Since the number of VPPs in this study is relatively large, and the properties of each VPP are similar, we only gives a representative VPP simulation results. The real-time price and deviation between \(\varepsilon_{{realtime}}\) and \(\varepsilon_{{base}}\), control effects and the changing trend of u for some typical VPPs are shown in Fig. 14 to illustrate the customers’ responsive behavior on control effect. Figure 15 shows the comparison of aggregated load control effects in distributed control strategy with or without considering customers’ responsive behavior.

Fig. 14
figure 14

Control effects and the changing trend of u for some typical VPPs

Fig. 15
figure 15

Aggregated load control effects in distributed control strategy with or without considering customers’ responsive behavior

Instead of getting full participation in DR, customers’ responsive behavior brings some adverse effects on control effects. When the deviation between \(\varepsilon_{{realtime}}\) and \(\varepsilon_{{base}}\) becomes large, the regulating capacity of VPPs (\(\rho_{r}\) or \(\rho_{{f}}\)) will reduce because of the adjustment range of optimal solution for u changing.
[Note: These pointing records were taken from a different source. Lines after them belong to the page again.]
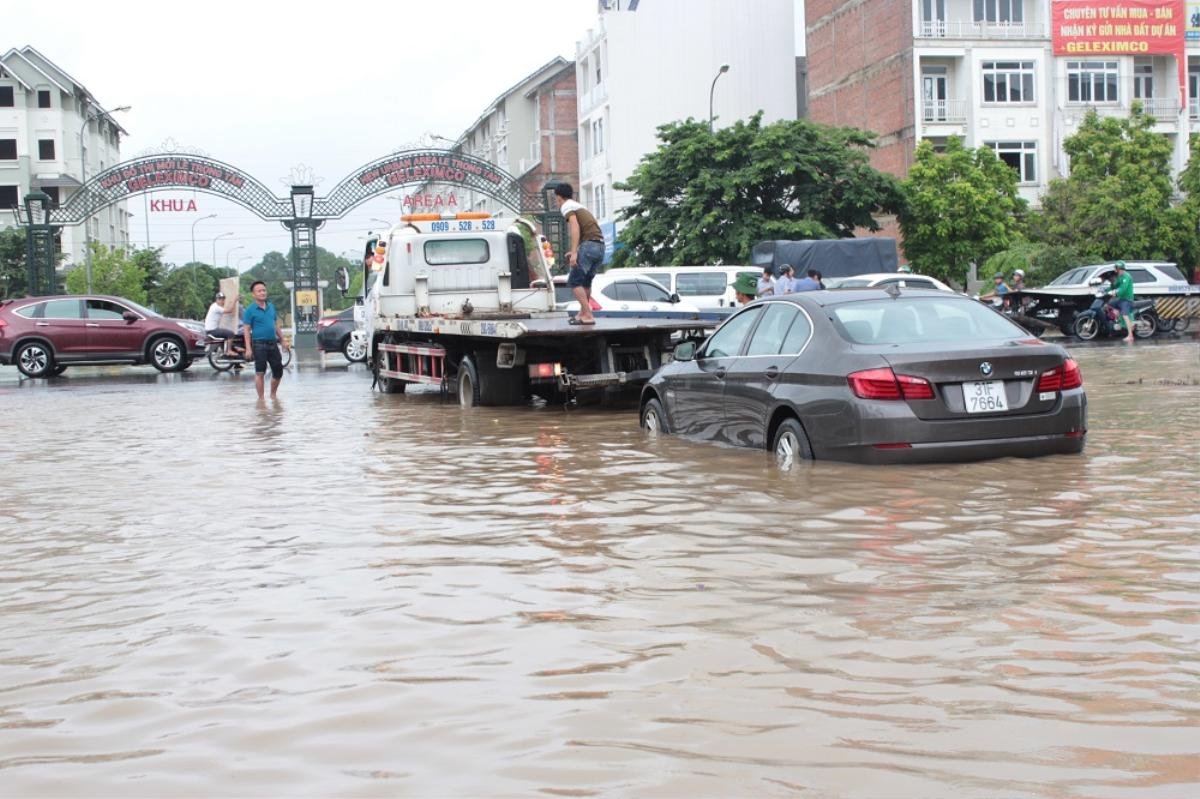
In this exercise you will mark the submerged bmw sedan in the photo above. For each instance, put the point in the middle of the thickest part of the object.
(873, 376)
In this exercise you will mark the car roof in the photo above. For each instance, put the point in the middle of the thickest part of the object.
(831, 298)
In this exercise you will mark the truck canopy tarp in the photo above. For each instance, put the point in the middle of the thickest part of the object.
(831, 257)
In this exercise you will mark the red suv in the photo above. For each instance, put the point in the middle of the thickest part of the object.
(43, 335)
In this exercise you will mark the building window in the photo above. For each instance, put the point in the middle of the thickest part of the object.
(1021, 156)
(1092, 82)
(1143, 79)
(1008, 82)
(999, 11)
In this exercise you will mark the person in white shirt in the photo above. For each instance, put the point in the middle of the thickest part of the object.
(213, 323)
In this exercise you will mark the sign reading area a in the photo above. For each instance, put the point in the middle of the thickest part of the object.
(1111, 28)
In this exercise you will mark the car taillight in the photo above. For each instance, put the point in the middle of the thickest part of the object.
(886, 384)
(1061, 377)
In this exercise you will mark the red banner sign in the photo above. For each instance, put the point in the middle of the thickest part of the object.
(1113, 28)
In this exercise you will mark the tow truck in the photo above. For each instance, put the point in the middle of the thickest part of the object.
(466, 301)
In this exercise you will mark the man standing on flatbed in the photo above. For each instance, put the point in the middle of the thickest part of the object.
(586, 252)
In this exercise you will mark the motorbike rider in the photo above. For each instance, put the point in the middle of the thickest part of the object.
(997, 290)
(213, 323)
(1123, 298)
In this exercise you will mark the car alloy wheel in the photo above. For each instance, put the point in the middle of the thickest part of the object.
(167, 354)
(35, 360)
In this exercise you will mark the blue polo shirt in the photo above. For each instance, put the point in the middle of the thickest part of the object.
(261, 320)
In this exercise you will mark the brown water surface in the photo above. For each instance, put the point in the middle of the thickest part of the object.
(355, 594)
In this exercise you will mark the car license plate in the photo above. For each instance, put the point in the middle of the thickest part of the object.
(984, 396)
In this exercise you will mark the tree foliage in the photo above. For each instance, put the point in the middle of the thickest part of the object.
(707, 197)
(112, 272)
(13, 275)
(1116, 203)
(960, 206)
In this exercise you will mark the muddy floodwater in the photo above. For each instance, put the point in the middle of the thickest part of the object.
(354, 594)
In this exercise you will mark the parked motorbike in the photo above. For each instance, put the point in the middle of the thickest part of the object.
(222, 362)
(1102, 319)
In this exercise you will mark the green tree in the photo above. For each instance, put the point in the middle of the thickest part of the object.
(1116, 203)
(13, 274)
(707, 197)
(960, 206)
(112, 272)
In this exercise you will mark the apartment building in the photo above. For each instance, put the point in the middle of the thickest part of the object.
(46, 115)
(654, 61)
(528, 131)
(985, 71)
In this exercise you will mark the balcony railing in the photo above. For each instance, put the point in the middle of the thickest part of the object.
(966, 29)
(943, 110)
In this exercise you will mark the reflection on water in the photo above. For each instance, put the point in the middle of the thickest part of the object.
(347, 593)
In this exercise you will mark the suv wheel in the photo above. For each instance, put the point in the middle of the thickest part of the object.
(35, 359)
(167, 354)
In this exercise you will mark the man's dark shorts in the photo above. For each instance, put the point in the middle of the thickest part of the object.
(587, 260)
(268, 352)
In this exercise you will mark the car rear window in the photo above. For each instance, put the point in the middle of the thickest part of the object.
(700, 283)
(927, 320)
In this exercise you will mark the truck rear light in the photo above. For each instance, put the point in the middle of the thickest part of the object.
(886, 384)
(545, 370)
(1061, 378)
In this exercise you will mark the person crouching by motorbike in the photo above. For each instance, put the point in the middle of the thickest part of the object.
(213, 323)
(1123, 296)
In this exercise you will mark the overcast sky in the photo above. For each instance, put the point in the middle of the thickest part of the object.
(269, 86)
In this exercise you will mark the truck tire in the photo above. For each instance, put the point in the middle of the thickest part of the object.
(483, 383)
(468, 384)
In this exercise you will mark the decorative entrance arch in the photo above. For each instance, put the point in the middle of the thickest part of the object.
(301, 212)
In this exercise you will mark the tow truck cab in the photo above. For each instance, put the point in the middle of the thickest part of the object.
(457, 265)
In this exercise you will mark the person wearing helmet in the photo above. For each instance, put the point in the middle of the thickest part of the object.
(1123, 296)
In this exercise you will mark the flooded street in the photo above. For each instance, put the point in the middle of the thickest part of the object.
(355, 594)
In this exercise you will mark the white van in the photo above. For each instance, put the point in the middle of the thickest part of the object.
(706, 287)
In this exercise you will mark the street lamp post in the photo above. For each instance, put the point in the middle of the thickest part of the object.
(723, 70)
(210, 216)
(83, 184)
(228, 252)
(223, 235)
Similarly, customers’ responsive behavior weakens the fluctuation balancing effects, as shown in Fig. 16.

Fig. 16
figure 16

Simulation results of power fluctuations considering customers’ responsive behavior

Under the influence of the price, the costumers’ behavior changes, which will inevitably lead to the corresponding changes in electricity load. This process is in the case of unconscious energy storage and release in fact.

5 Conclusion

A hierarchical and distributed control strategy of TCAs is established, which is used to balance the power fluctuation of tie line caused by renewable energy through controlling heat pumps. Target assignment and compensating algorithm are introduced to achieve maximum utilization of DR resources in controlled regions. Besides, the nearly center-free hierarchical and distributed control strategy decreases the amount of communication data. We also improve OTR-O to OTR-I by integrating model prediction and customers’ responsive behavior model. The combined analysis is used to investigate the performance of proposed method. The results indicate that VPPs composed of heat pumps can follow the given target, and then balance power fluctuation of tie line caused by renewable energy, which is better than centralized control strategy. Moreover, instead of getting full participation in demand response, customers’ responsive behavior brings some negative influences on control effects. But considering the customers’ responsive behavior is much closer to the actual situation, and will be more customer-friendly.

The possibility of using prediction model in the DR strategy to further reduce information transmission quantity and the influence of packet loss, bit error and time delay in the communication system on the DR control performance, the influence of tariffs change on VPP charging–discharging mode at the aggregator level, and the interaction between the pricing of compensation strategy and the control strategy of VPP charging–discharging mode will be studied in the future.